Criteria for Data Sharing
A number of organizations are working to facilitate the process of and establish standards for data sharing. Among them is ClinGen, a National Institutes of Health (NIH)-funded resource whose mission is to build a genomic knowledge base to improve patient care. ClinGen has established a minimum standard of data sharing for clinical labs that meet the following criteria:

  • The lab’s submissions are registered in ClinVar (a free government resource for the medical community) as “Single Submitter, Assertion criteria provided;”
  • A complete list of the lab’s test offerings is publicly available either through a registry such as Genetic Test Registry (GTR) or Orphanet, or on the lab’s website (Requirement modified February 2019 to any public display of the lab’s complete list of test offerings, not limited to GTR);
  • The lab submits at least once per year adding new variants and updating reclassified variants as necessary;
  • The lab submits all categories of variants reported to patients (labs are also encouraged to share B/LB variants and VUS if not reported);
  • The lab has attested to submitting at least 75% of all sequence and/or copy number variants reported in the past year;
  • The lab has submitted at least 100 variants; and
  • The lab is CLIA certified (USA) or meets an equivalent standard in another country.

Tools for Data Sharing
Another barrier to achieving data sharing is the lack of available tools to facilitate the process. However, medical software providers are working to solve that problem.

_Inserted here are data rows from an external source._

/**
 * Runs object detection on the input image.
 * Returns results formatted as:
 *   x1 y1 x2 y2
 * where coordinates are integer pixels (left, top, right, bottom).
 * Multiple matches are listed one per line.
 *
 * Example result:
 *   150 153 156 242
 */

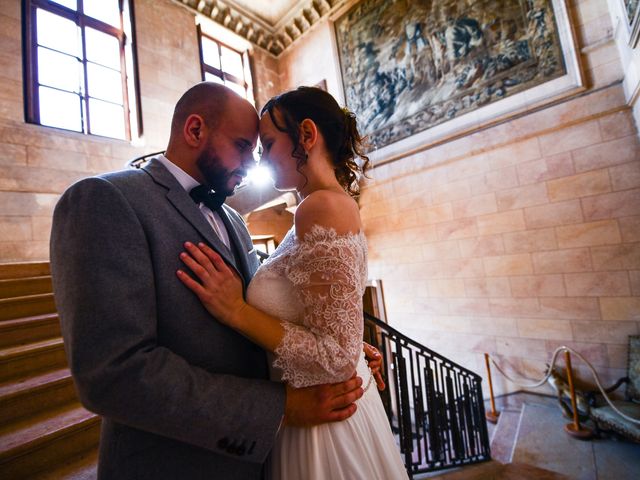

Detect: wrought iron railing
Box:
364 312 491 475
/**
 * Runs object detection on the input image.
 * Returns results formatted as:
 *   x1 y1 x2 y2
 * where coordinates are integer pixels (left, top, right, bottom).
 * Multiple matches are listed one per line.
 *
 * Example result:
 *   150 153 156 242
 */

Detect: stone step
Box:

For example, ApolloLIMS has developed a product called eXchange that allows a lab to send and receive data using common protocols and file formats. While this solution in and of itself does not create the “open data” for which some, including the authors of the Science article advocate, it does highlight an important component. The technology to share data is readily available.

Takeaway: While much work remains to be done, genomic data sharing has become achievable thanks to standards like the ClinGen criteria and software like eXchange.